Lohnfortzahlung für alle
Tatsächlich müssten Gewerkschaften, Betriebs- und Personalräte jetzt Druck auf Unternehmen und Politik organisieren, um die Bevölkerung zu schützen und zu verhindern, dass die Kosten auf die Arbeitnehmer*innen abgewälzt werden. Erste Schritte müssten sofortige Betriebs- und Abteilungsversammlungen sein, um über die Risiken und Gefahren einer Corona-Pandemie zu informieren. Im Arbeitsalltag muss mehr Zeit für regelmäßiges Händewaschen und Desinfizieren durchgesetzt werden, oft fehlt es ja schon an ausreichend Seife und Papierhandtüchern, geschweige denn Desinfektionsmitteln.
Regelungen zum Beibringen von AU-Bescheinigungen („gelber Schein“) nach zwei oder drei Tagen müssen vorübergehend ausgesetzt werden, auch für die Kolleg*innen, die alltägliche Krankheiten wie grippale Infekte oder Kopfschmerzen haben. Sie sollten weder die Arztpraxen mit unnötiger Arbeit belasten noch sich selbst der Ansteckungsgefahr aussetzen müssen. Betriebe dürfen den Beschäftigten nicht unterstellen, dass dann „blau“ gemacht würde – es geht hier um die Gesundheit von Millionen. Zuhause bleiben ist eine einfache und wirksame Maßnahme, um die Ausbreitung zu verzögern. Wenn die Hürden zum Fernbleiben zu hoch sind und die Beschäftigten Einkommensverluste fürchten müssen, dann steigt die Gefahr, dass Kolleg*innen sich nicht testen lassen und krank zur Arbeit kommen – wie es bei „normalen“ Krankheiten auch oft der Fall ist.

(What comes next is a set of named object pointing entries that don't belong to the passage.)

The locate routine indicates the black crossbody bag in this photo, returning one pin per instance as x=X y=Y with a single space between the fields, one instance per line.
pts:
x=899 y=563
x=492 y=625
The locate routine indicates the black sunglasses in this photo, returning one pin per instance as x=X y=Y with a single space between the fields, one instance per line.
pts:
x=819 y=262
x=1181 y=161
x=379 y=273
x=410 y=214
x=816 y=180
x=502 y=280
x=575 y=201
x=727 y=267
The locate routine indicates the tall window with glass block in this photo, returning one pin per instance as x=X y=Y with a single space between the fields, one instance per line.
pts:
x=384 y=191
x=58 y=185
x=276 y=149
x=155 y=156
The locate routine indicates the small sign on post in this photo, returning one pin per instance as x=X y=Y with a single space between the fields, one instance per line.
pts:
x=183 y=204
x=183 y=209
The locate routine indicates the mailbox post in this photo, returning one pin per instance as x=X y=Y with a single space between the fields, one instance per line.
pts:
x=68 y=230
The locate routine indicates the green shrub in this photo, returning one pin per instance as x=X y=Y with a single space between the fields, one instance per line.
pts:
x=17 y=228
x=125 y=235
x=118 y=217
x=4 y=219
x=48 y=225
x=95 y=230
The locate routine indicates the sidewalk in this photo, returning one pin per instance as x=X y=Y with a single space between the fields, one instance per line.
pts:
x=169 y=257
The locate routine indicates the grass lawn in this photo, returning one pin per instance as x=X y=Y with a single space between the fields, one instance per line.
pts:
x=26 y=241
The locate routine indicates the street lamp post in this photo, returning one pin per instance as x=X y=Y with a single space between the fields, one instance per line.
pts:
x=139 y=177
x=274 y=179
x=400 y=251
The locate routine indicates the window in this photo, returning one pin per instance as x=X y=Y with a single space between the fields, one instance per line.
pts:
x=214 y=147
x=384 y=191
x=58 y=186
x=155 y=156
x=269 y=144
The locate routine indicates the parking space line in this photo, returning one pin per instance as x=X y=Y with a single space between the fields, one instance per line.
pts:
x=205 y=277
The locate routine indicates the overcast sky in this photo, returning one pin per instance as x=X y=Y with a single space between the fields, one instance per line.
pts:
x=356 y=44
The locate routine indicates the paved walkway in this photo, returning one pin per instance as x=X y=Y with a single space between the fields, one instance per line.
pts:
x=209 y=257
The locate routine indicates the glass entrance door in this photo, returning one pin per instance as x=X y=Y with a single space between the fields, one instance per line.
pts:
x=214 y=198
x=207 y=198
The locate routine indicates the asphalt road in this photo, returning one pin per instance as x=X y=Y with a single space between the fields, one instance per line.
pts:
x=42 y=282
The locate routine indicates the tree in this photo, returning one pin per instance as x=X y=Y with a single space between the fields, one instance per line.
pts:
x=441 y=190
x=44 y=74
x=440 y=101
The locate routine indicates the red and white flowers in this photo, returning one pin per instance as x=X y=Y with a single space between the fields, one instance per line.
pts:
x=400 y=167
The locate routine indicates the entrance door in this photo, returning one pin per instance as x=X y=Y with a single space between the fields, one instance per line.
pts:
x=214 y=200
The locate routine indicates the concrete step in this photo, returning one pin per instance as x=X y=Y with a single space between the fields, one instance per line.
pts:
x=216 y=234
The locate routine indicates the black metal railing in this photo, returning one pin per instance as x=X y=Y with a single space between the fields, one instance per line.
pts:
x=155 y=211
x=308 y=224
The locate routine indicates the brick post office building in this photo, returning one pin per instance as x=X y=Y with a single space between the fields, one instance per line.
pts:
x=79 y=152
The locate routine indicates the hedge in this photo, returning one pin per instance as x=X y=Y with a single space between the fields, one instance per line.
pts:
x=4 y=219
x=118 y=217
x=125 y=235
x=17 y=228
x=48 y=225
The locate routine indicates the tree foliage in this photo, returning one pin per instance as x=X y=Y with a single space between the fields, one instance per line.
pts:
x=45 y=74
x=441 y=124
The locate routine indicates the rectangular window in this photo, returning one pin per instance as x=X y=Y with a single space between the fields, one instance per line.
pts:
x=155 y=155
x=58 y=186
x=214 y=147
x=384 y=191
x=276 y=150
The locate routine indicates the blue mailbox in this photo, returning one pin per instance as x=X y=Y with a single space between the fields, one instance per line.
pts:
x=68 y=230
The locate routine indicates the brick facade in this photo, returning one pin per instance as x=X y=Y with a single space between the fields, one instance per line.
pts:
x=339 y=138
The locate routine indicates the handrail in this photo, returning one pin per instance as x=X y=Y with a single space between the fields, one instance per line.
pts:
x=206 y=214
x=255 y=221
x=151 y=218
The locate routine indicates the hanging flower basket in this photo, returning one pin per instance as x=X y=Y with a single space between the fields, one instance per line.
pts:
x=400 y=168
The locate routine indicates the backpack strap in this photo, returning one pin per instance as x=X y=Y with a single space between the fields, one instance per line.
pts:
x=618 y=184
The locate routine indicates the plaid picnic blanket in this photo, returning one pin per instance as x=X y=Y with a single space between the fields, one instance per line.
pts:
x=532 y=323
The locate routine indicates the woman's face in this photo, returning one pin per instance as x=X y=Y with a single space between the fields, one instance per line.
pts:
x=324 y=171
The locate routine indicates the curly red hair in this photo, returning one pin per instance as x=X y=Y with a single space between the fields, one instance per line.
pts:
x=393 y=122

Nur würde das in diesem Fall die Ausbreitung des Virus beschleunigen.
Eltern mit erkrankten Kindern müssen ab sofort unbefristet Kinderkrankengeld erhalten, ohne Anrechnung auf die ihnen laut BGB zustehenden zehn Tage, durch den Arbeitgeber aufgestockt auf das Netto-Gehalt. Diese Regelung muss auf den Fall ausgedehnt werden, dass Schulen oder Kitas schließen und ein Elternteil zuhause bleiben muss. Das darf weder über erzwungenen Urlaub noch über unbezahlten Sonderurlaub zu Lasten der Beschäftigten gehen. Kommt es tatsächlich zu längeren Produktionsstopps, so muss die Lohnfortzahlung erkämpft und durchgesetzt werden. Löhne und Gehälter müssen weiter gezahlt werden, einen Ausgleich dürfen Unternehmen nur bei erwiesener Bedürftigkeit erhalten.
All dies kann und muss durch eine Kampagne des DGB und der Einzelgewerkschaften mit ihren über sechs Millionen Mitgliedern erkämpft werden. Eine solche Kampagne muss jetzt beginnen.
*Die Angabe dient nur der Kenntlichmachung der Person.